Lalu apa saja yang setidaknya perlu diketahui?

Sebenarnya sangat mudah dan praktis serta dekat dengan keseharian. Sebuah rumah selayaknya memiliki ruang terbuka, baik untuk ketersediaan air tanah dan sinar matahari cukup–dengan begitu rumah akan menjadi sehat. Dan itu ternyata diatur oleh apa yang disebut Koefisien Dasar Bangunan atau KDB, yang pengetian resminya adalah: angka persentase perbandingan luas lantai dasar dengan luas lahan. Jadi jika memiliki lahan sebesar 1000 m² dengan KDB sebesar 60%, maka luas lantai dasar yang boleh dibangun adalah 600m², dan sisa 400 m² menjadi ruang terbuka. Dan dalam prakteknya sebaiknya ruang terbuka itu tidak didominasi oleh perkerasan, supaya cita-cita luhur diatas tercapai. Tak hanya disitu, KDB pun dibantu oleh apa yang disebut Garis Sempadan Bangunan (GSB), yang intinya garis batas yang ditarik dari batas terluar kapling, yang memisahkan antara bagian yang boleh dibangun dan tidak dibangun. Jika memiliki GSB sebesar 3 meter, maka daerah yang tak terbangun pun adalah 3 meter dari batas terluar kapling.

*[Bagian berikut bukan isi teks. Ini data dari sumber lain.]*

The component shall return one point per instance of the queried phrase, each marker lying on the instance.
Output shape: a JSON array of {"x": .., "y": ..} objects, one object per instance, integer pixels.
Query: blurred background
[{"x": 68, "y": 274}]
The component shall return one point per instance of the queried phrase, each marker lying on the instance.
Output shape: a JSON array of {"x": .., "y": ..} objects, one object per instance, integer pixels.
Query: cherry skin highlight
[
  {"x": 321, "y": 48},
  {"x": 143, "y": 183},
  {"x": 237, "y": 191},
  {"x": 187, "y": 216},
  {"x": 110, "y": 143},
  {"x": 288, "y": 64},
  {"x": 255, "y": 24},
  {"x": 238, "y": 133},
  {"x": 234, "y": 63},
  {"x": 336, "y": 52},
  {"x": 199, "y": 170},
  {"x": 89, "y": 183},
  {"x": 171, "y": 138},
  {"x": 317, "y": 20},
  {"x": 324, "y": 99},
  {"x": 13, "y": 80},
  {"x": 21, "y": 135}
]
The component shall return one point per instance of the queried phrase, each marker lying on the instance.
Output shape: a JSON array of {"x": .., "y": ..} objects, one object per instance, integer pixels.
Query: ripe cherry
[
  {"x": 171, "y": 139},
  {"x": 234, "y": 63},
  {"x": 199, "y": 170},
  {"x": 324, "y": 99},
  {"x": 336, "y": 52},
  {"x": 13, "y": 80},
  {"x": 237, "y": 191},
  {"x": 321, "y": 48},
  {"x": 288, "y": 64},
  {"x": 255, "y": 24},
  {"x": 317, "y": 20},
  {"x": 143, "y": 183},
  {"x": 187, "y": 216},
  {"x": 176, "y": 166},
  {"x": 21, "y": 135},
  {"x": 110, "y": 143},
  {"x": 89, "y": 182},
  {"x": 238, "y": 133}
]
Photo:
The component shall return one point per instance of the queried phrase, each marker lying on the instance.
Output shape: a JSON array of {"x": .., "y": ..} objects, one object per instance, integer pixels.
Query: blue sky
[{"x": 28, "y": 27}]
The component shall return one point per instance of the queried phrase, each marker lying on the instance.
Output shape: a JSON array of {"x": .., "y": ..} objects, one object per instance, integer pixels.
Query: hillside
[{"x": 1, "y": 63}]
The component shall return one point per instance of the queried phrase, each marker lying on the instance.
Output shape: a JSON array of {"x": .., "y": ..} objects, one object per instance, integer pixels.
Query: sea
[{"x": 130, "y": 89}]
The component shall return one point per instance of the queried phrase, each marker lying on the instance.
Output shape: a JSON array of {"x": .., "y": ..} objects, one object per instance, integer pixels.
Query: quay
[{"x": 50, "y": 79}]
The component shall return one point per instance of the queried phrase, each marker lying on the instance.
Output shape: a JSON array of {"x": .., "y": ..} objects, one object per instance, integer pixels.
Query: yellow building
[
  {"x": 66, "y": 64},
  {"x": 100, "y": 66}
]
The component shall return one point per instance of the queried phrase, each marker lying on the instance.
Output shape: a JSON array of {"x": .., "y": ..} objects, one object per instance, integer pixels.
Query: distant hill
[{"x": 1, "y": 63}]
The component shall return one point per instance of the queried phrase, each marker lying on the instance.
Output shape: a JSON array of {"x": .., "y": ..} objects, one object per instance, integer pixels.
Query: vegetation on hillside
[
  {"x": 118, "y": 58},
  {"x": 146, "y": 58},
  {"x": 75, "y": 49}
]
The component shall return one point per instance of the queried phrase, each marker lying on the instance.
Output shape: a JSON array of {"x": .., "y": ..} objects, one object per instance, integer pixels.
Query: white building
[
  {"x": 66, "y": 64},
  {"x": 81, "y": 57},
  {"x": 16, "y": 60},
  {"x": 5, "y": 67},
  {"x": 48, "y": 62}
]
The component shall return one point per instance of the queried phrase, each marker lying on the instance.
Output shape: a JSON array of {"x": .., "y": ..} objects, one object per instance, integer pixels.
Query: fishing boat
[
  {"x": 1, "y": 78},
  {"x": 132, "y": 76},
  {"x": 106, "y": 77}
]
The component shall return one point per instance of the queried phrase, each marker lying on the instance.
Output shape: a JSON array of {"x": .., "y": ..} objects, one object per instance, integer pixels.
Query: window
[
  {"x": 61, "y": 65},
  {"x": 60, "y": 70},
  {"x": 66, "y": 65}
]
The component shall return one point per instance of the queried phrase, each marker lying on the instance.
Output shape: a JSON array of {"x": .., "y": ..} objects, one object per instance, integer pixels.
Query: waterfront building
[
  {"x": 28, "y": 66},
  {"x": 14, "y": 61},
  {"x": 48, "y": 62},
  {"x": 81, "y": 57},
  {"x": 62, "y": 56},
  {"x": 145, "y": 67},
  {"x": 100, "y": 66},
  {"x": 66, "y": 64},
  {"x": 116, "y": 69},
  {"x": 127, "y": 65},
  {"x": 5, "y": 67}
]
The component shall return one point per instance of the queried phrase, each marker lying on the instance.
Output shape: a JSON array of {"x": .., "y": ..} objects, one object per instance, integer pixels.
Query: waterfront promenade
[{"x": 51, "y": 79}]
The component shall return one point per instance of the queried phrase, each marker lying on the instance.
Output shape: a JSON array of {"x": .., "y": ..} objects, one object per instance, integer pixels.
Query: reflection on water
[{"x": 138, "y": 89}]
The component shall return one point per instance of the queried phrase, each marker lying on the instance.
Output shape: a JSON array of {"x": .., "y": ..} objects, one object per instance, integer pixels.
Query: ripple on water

Yang tak kalah penting adalah ketinggian bangunan, yang turut diatur dalam Tata Ruang. Jadi jika tetangga tiba-tiba merenovasi rumah menjadi 4 lantai, sementara menurut Tata Ruang hanya diperbolehkan 2 lantai, maka tetangga tersebut telah melanggar, dan jika anda peduli maka anda berhak melapor kepada Dinas Penataan dan Pengawasan Bangunan yang berada di Dinas Tata Ruang PUK Kabupaten. Sinar matahari dan aliran udara merupakan suatu yang berharga, karenanya ketinggian bangunan menjadi faktor penting.

Selain itu, keserasian dan keselarasan bangunan dalam mendapatkan akses terhadap sinar matahari, diatur pula oleh apa yang disebut Koefisien Lantai Bangunan (KLB): atau adalah total keseluruhan luas lantai yang boleh dibangun. KLB juga berfungsi mengontrol kepadatan, dan iapun sensitif terhadap sumber daya, misalnya air. Jadi misalnya di daerah yang merupakan daerah resapan air, maka ketentuan KLB dan KDB akan lebih rendah dibandingkan daerah Kota Sumedang yang menjadi pusat kegiatan.

Apakah anda yang tinggal dalam wilayah administratif Kota Sumedang, maka dapat pula melihat KDB, KLB, Ketinggian Bangunan, Peruntukan, hingga Garis Sempadan di hampir seluruh daerah Kota Sumedang. Kumpulan informasi berupa peta itu disebut sebagai Lembaran Rencana Kota, disertai penjelasan, dan peta itu penuh dengan istilah dan singkatan ajaib, seperti: Wsd, Kkt, Wtm, serta angka-angka. Dan mungkin ini bisa menjadi masukan bagi Dinas Tata Ruang untuk lebih memasyarakatkan Situs Mengenai Rencana Tata Ruang Kota Sumedang secara detail melalui "situs internet".